Raconteur de liens : humanité, territoire et vivant
Une démarche d’écrivain-reporter : entre récit, exploration et regard engagé - pour un journalisme littéraire immersif.
Texte : Marc-André Pauzé. Photographies: M-A Pauzé/N. Sentenne
«Écrire sur le terrain, écrire avec le terrain. Un carnet ouvert, le souffle du vent, une théière sur le feu. Ce moment, capté sur le porche d’une cabane de rondins, incarne la manière dont je vis le reportage : à hauteur d’humanité, au rythme du territoire.»
- Extrait de mon carnet de terrain
Raconter, c’est relier : les lieux aux mémoires, les humains à leurs gestes, et moi-même aux territoires que j’explore. Mon écriture s’ancre dans le réel, mais s’autorise le regard, le ressenti, le vécu. Dans des projets comme Notcimik, je ne me contente pas d’observer : je marche, j’écoute, je m’inscris dans le paysage.
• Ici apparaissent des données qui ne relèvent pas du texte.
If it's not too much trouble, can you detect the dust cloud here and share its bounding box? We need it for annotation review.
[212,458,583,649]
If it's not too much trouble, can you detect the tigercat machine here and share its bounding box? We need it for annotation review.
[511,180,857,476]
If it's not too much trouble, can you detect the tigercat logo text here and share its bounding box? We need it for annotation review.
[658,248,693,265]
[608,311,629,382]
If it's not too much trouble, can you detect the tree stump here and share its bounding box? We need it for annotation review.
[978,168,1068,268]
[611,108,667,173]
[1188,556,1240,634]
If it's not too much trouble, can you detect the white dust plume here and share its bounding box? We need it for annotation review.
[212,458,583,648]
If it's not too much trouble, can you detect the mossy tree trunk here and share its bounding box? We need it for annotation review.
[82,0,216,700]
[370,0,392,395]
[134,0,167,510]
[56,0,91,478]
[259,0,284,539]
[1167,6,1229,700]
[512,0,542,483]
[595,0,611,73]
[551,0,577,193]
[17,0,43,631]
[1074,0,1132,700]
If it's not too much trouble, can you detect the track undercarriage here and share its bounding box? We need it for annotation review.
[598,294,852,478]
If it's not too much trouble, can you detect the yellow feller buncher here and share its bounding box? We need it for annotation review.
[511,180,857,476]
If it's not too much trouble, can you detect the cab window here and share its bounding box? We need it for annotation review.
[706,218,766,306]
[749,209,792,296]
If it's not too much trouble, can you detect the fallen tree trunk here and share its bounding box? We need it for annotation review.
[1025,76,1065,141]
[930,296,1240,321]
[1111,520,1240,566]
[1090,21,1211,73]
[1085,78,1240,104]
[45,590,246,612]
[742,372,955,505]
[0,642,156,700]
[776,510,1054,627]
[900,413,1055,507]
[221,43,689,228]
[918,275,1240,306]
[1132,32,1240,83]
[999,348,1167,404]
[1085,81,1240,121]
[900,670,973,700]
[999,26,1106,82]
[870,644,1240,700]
Ma plume, comme mes images, cherche à témoigner du monde en mouvement — qu’il soit humain, naturel ou habité — avec la rigueur du journaliste et la sensibilité de celui qui voyage pour comprendre.
Explorer, comprendre, raconter : mon chemin vers un journalisme littéraire immersif et la littérature naturaliste.
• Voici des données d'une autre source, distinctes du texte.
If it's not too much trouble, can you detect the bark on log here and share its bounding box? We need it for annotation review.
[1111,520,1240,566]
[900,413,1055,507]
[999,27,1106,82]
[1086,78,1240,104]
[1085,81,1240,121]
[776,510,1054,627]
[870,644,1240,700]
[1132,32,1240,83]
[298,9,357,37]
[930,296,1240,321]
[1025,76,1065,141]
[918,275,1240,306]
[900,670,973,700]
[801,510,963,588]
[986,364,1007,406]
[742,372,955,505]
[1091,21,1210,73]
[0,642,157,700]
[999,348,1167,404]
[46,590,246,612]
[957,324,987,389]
Mon travail est né de trois mots simples, mais puissants : Explorer. Comprendre. Raconter.
Ce sont les principes qui m’ont guidé depuis le début de mon parcours, à la croisée des chemins entre le journalisme et l’écriture, entre l’immersion et la narration, entre le réel et l’émotion.
En tant qu’écrivain-reporter visuel, j’embrasse un journalisme qui ne se contente pas de décrire, mais qui cherche à raconter des histoires. Des récits qui se nourrissent de l’immédiateté de l’expérience vécue, et qui plongent le lecteur dans un monde en mouvement. Mon approche cherche à explorer l’humain et le territoire, à comprendre ce qui fait sens dans nos vies et dans nos sociétés, et à raconter cette expérience de manière immersive et sensible.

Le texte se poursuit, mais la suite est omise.